Benicio del Toro gives Penn a run for his money as the scene-stealer of the movie, playing the wry and ultra-cool Sergio St. Carlos, a martial arts instructor who doubles as a self-described “Harriet Tubman for Latinos,” and Bob’s closest ally when all hell breaks loose. But it’s Chase Infiniti who gives the star-making performance as an ordinary girl thrust into extraordinary circumstances, and who transforms herself into an action hero.

Willa encounters an old member of the revolutionary group.

Warner Bros.

Shot on 35 mm film with VistaVision cameras by Anderson’s Licorice Pizza collaborator Michael Bauman, One Battle After Another looks jaw-droppingly gorgeous. Every setpiece sings and every frame looks like a painting, with Anderson lovingly turning shabby, overlooked midwestern towns into towering Americana backdrops. It makes the film’s potent political themes — which are inarguable, especially when the action builds to a face-off with corrupt American military in a sanctuary city — feel all the more timeless.
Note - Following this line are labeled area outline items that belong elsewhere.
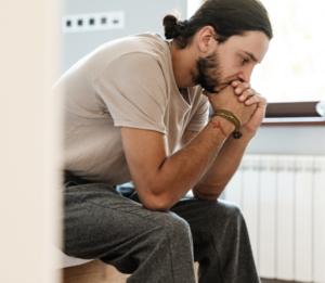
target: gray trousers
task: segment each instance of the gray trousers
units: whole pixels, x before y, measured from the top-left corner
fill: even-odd
[[[64,186],[64,253],[99,258],[132,274],[128,283],[195,283],[194,261],[199,283],[260,282],[237,206],[192,198],[152,211],[78,178]]]

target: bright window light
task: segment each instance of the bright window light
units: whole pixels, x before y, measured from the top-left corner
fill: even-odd
[[[274,38],[252,73],[269,102],[325,100],[325,1],[261,0]]]

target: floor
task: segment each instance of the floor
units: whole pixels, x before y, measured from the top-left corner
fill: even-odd
[[[261,279],[262,283],[298,283],[296,281],[282,281],[282,280],[270,280],[270,279]]]

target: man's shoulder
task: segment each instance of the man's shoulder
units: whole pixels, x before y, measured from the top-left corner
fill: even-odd
[[[159,57],[165,56],[167,50],[167,44],[159,36],[146,33],[104,43],[94,50],[93,56],[103,56],[104,60],[108,61],[136,53]]]

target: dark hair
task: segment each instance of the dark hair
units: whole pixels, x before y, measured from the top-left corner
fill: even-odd
[[[196,31],[205,26],[214,28],[220,43],[249,30],[263,31],[269,39],[273,37],[268,11],[259,0],[207,0],[188,21],[169,14],[162,25],[166,39],[174,39],[180,49],[191,44]]]

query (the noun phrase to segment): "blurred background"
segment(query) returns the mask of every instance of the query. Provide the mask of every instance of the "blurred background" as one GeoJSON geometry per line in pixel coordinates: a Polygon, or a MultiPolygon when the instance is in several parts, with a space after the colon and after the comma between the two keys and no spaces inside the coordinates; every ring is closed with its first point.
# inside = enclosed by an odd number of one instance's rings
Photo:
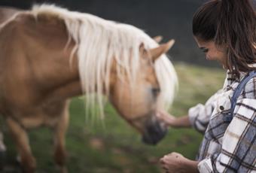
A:
{"type": "MultiPolygon", "coordinates": [[[[175,39],[169,55],[179,78],[179,90],[172,108],[175,116],[221,88],[224,71],[215,62],[206,60],[193,39],[193,14],[205,0],[0,0],[0,5],[29,9],[35,3],[53,3],[72,11],[90,13],[106,20],[133,25],[151,37],[162,35],[163,41],[175,39]]],[[[146,146],[141,137],[110,104],[105,106],[104,122],[86,121],[84,104],[75,98],[70,107],[70,125],[66,135],[69,172],[161,172],[159,159],[176,151],[194,159],[203,135],[193,129],[170,129],[157,146],[146,146]]],[[[3,121],[3,120],[2,120],[3,121]]],[[[5,123],[6,159],[1,159],[1,172],[20,172],[17,152],[5,123]]],[[[41,128],[29,133],[38,172],[57,172],[53,159],[52,133],[41,128]]]]}

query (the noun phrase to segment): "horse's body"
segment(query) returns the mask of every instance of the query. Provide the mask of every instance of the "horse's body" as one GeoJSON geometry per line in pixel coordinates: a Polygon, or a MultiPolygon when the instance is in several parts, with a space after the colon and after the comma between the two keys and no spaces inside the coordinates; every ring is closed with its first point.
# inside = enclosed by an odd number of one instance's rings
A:
{"type": "MultiPolygon", "coordinates": [[[[173,88],[175,74],[170,74],[175,71],[168,69],[172,66],[162,55],[172,43],[157,47],[155,41],[130,26],[53,6],[38,7],[11,17],[0,25],[0,114],[14,136],[26,172],[35,168],[26,131],[41,126],[53,129],[55,159],[64,170],[69,99],[84,93],[97,93],[100,106],[100,96],[106,95],[146,142],[154,144],[163,138],[166,129],[154,113],[162,105],[158,102],[160,89],[163,96],[172,97],[173,91],[170,95],[164,91],[173,88]],[[112,32],[109,27],[121,29],[112,32]],[[114,46],[121,49],[117,53],[109,38],[104,38],[116,32],[126,35],[123,41],[112,37],[117,41],[114,46]],[[97,56],[92,57],[94,54],[97,56]],[[158,57],[157,70],[153,65],[158,57]],[[173,81],[168,86],[165,80],[173,81]]],[[[88,103],[93,104],[90,101],[88,103]]]]}

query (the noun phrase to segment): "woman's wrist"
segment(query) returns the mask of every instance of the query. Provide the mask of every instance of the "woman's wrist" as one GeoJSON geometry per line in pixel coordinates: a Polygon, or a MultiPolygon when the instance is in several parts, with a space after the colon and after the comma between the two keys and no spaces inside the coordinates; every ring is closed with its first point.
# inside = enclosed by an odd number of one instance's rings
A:
{"type": "Polygon", "coordinates": [[[187,159],[185,161],[184,161],[183,164],[184,168],[187,168],[187,172],[198,173],[199,172],[197,168],[198,163],[199,163],[198,161],[187,159]]]}

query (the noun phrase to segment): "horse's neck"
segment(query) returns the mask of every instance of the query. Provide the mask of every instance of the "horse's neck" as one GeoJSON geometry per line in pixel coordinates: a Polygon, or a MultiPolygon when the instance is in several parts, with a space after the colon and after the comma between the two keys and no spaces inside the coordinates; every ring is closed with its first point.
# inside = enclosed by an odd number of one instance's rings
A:
{"type": "MultiPolygon", "coordinates": [[[[26,15],[25,15],[26,16],[26,15]]],[[[23,19],[26,51],[35,81],[49,99],[62,99],[81,94],[78,61],[70,61],[74,42],[68,42],[64,23],[47,17],[23,19]],[[72,63],[71,63],[72,62],[72,63]]]]}

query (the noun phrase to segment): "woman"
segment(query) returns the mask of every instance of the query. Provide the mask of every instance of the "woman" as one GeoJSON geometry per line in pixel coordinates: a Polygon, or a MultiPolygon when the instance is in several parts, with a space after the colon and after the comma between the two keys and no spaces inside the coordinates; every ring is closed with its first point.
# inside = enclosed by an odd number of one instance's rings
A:
{"type": "Polygon", "coordinates": [[[193,19],[193,34],[209,60],[227,71],[224,86],[206,103],[175,117],[160,111],[172,127],[194,126],[204,132],[197,161],[177,153],[160,159],[167,172],[256,172],[256,77],[249,80],[235,102],[230,98],[241,80],[256,70],[255,12],[249,0],[212,0],[203,5],[193,19]]]}

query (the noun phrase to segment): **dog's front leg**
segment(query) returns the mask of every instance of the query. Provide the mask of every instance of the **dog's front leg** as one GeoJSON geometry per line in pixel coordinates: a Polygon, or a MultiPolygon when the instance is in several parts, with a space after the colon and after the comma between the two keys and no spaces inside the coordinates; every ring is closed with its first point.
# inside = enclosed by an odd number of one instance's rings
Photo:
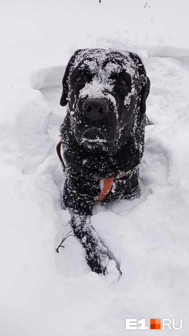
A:
{"type": "Polygon", "coordinates": [[[90,225],[90,216],[72,213],[71,217],[74,234],[85,248],[87,263],[94,272],[106,274],[109,261],[107,250],[90,225]]]}
{"type": "Polygon", "coordinates": [[[87,179],[71,168],[67,168],[63,201],[71,215],[74,234],[85,248],[91,270],[104,274],[109,260],[107,250],[90,222],[92,206],[99,187],[99,182],[87,179]]]}

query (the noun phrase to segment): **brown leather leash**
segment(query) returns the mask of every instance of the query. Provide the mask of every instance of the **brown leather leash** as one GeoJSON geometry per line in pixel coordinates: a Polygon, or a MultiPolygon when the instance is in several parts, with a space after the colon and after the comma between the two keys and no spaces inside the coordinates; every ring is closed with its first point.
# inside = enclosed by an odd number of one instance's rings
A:
{"type": "MultiPolygon", "coordinates": [[[[66,169],[66,166],[65,165],[63,158],[61,155],[61,146],[63,142],[62,139],[58,142],[56,145],[56,152],[58,155],[59,158],[62,165],[62,170],[63,171],[65,171],[66,169]]],[[[98,177],[94,176],[94,178],[96,180],[103,180],[103,186],[101,190],[101,193],[99,195],[97,198],[97,201],[102,201],[108,195],[108,193],[110,192],[112,188],[113,181],[115,180],[118,180],[119,178],[123,177],[125,176],[127,174],[131,171],[131,170],[129,170],[126,172],[124,172],[122,174],[118,175],[116,177],[109,177],[105,178],[102,178],[101,177],[98,177]]]]}

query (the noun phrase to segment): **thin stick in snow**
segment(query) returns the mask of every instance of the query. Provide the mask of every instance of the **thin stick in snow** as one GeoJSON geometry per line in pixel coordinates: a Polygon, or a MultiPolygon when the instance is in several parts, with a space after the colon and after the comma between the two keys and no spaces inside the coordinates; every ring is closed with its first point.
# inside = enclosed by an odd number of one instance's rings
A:
{"type": "Polygon", "coordinates": [[[148,6],[148,8],[150,8],[150,6],[149,6],[149,5],[148,4],[148,2],[146,2],[146,3],[145,4],[145,5],[144,5],[144,8],[146,8],[146,6],[147,5],[147,6],[148,6]]]}
{"type": "Polygon", "coordinates": [[[56,249],[56,250],[56,250],[56,252],[57,252],[57,253],[59,253],[59,248],[60,247],[64,247],[64,246],[62,246],[62,244],[63,244],[63,243],[64,243],[64,242],[67,239],[67,238],[68,238],[68,237],[70,237],[71,236],[74,236],[74,235],[70,235],[69,234],[70,234],[71,232],[72,232],[71,231],[70,231],[69,232],[68,232],[68,233],[67,233],[66,235],[66,236],[65,236],[65,237],[63,237],[63,239],[62,242],[61,242],[60,245],[59,245],[58,247],[57,247],[57,248],[56,249]]]}

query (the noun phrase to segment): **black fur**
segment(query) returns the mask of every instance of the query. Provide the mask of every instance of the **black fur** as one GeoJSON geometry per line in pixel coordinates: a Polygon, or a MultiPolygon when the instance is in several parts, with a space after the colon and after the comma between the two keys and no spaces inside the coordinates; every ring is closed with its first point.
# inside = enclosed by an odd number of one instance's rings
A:
{"type": "Polygon", "coordinates": [[[90,223],[92,206],[101,190],[96,178],[116,177],[128,172],[114,181],[102,204],[139,197],[139,165],[144,152],[150,86],[138,55],[112,49],[77,50],[63,79],[60,103],[68,103],[60,129],[67,167],[63,201],[88,264],[98,273],[106,273],[109,257],[90,223]],[[78,83],[78,76],[83,81],[78,83]],[[126,85],[122,86],[123,82],[126,85]],[[89,98],[102,98],[108,104],[108,113],[97,119],[90,113],[86,116],[83,104],[89,98]]]}

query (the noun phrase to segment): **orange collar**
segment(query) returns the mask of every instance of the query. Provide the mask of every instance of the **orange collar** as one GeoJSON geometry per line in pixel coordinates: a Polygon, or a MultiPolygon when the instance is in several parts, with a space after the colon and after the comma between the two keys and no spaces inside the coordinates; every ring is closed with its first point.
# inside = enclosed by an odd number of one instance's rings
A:
{"type": "MultiPolygon", "coordinates": [[[[66,169],[66,166],[64,164],[61,155],[61,146],[62,143],[63,141],[62,141],[62,139],[61,139],[61,140],[59,141],[59,142],[56,145],[56,152],[62,164],[63,171],[65,171],[65,169],[66,169]]],[[[109,192],[112,188],[112,187],[113,184],[113,181],[114,180],[118,180],[119,178],[121,178],[121,177],[123,177],[124,176],[125,176],[126,175],[127,175],[127,174],[128,174],[128,173],[130,173],[131,171],[131,170],[129,170],[128,171],[126,172],[124,172],[123,173],[120,175],[118,175],[116,177],[106,177],[105,178],[102,178],[102,177],[93,176],[94,178],[96,180],[104,180],[103,182],[103,185],[102,188],[101,193],[98,197],[97,200],[102,201],[102,200],[103,200],[103,199],[106,197],[106,195],[108,195],[108,193],[109,192]]]]}

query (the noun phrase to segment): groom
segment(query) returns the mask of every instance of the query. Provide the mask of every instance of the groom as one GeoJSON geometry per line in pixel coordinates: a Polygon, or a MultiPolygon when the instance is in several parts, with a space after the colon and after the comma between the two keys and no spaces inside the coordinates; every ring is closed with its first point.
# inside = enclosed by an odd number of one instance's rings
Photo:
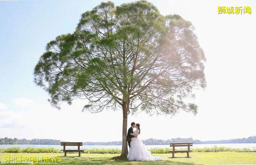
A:
{"type": "Polygon", "coordinates": [[[126,139],[128,142],[128,145],[129,145],[129,147],[131,147],[131,138],[137,138],[137,136],[134,135],[131,135],[130,133],[133,134],[133,128],[135,127],[135,123],[134,122],[133,122],[131,124],[131,127],[130,127],[128,130],[128,132],[127,133],[127,136],[126,138],[126,139]]]}

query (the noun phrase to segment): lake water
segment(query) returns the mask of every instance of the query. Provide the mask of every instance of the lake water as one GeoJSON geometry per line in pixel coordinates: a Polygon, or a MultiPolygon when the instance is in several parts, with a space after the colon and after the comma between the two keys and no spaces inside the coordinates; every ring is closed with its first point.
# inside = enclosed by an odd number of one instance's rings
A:
{"type": "MultiPolygon", "coordinates": [[[[253,147],[256,147],[256,143],[235,143],[235,144],[193,144],[193,148],[204,148],[205,147],[211,147],[214,145],[216,145],[217,147],[227,147],[235,148],[250,148],[252,149],[253,147]]],[[[169,145],[147,145],[146,147],[149,149],[151,148],[169,148],[170,147],[169,145]]],[[[11,147],[19,147],[21,148],[26,147],[53,147],[55,148],[59,149],[63,149],[63,146],[59,145],[0,145],[0,148],[8,148],[11,147]]],[[[179,147],[178,147],[179,148],[179,147]]],[[[119,148],[122,149],[122,145],[83,145],[80,147],[80,148],[119,148]]],[[[75,149],[77,148],[77,147],[76,146],[67,146],[66,149],[75,149]]]]}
With the current political climate more poisonous and fraught than ever, it turns out the 2025 movie release that best captures the feeling of living in today’s doomscrolling hellscape is a movie that Anderson has been trying to make for decades, based on a story set during another cultural tipping point. Today, and perhaps for decades more, One Battle After Another is the urgently relevant benchmark by which every “timely” movie should be measured.

One Battle After Another opens in theaters September 26.